Jamais il n’avait ressenti une telle détresse. S’il avait eut le choix, il se serait immédiatement levé pour retrouver la dépouille de sa Huva pour mourir à ses côtés, rétablir l’ordre des choses. Seule ses blessures importantes l’empêchèrent de mener son souhait à terme.

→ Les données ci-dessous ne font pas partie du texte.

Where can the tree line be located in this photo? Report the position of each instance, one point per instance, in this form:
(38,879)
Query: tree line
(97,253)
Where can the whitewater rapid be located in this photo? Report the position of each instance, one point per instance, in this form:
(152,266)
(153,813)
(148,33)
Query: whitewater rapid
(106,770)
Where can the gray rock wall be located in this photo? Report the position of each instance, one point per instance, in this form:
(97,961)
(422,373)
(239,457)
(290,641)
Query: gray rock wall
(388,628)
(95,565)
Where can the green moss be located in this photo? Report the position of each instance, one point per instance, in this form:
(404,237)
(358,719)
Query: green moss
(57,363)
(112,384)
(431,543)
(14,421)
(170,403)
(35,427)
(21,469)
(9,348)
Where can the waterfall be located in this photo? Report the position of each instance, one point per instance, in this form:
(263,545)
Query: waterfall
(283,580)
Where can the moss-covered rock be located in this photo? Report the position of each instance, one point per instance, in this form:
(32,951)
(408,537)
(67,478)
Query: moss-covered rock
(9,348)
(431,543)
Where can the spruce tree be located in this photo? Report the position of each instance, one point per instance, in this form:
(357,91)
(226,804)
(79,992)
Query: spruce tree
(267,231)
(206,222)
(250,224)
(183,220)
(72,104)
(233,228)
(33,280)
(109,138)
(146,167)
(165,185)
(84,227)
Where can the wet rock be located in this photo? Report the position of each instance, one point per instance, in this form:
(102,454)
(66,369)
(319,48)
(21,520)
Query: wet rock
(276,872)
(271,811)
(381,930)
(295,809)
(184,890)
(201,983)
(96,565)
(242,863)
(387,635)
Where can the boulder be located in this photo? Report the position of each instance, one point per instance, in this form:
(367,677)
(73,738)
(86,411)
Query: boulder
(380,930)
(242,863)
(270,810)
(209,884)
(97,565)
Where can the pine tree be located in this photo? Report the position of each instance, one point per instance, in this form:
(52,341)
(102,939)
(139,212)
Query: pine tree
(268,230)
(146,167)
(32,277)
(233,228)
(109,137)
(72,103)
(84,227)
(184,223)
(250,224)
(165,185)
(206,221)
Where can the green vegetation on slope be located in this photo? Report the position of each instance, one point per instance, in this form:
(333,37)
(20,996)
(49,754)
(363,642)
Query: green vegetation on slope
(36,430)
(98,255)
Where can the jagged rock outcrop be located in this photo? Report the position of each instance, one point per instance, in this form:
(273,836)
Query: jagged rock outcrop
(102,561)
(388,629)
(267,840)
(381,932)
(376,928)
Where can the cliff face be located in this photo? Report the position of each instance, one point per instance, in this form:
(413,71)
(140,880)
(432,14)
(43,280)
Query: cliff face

Quatre mois après ce fatidique incident, Brennan n’est toujours pas en paix, son deuil encore bien vif. La cérémonie de Départ qui s’était déroulée peu après son sauvetage n’avait pas réussi à lui faire tourner la page, n’étant qu’une piètre source de consolation. Certes, sa compagne avait reçu une sépulture digne, mais l'existence même de cet hommage de mort n’était qu’un ultime symbole de son erreur. Il avait été incapable de la protéger au moment où elle avait eu le plus besoin de lui, et cela, il ne se le pardonnerait jamais. Les séquelles mentales étaient telles qu’il était incapable de reprendre sa forme de loup. Une juste punition à ses yeux, contre laquelle il ne chercha pas à se rebeller.
La douleur de la perte lui fit perdre goût à bien des petits plaisirs de la vie. A présent, il vit de manière purement mécanique. S’il se lève le matin, c’est pour s’entraîner à l’épée comme il le faisait à l’époque de sa formation. Il reste à distance de ses missions de Veilleurs, pour ne se concentrer que sur la seule chose qui l’obsède depuis ces derniers mois.
Retrouver les responsables directs de la mort de Lévana.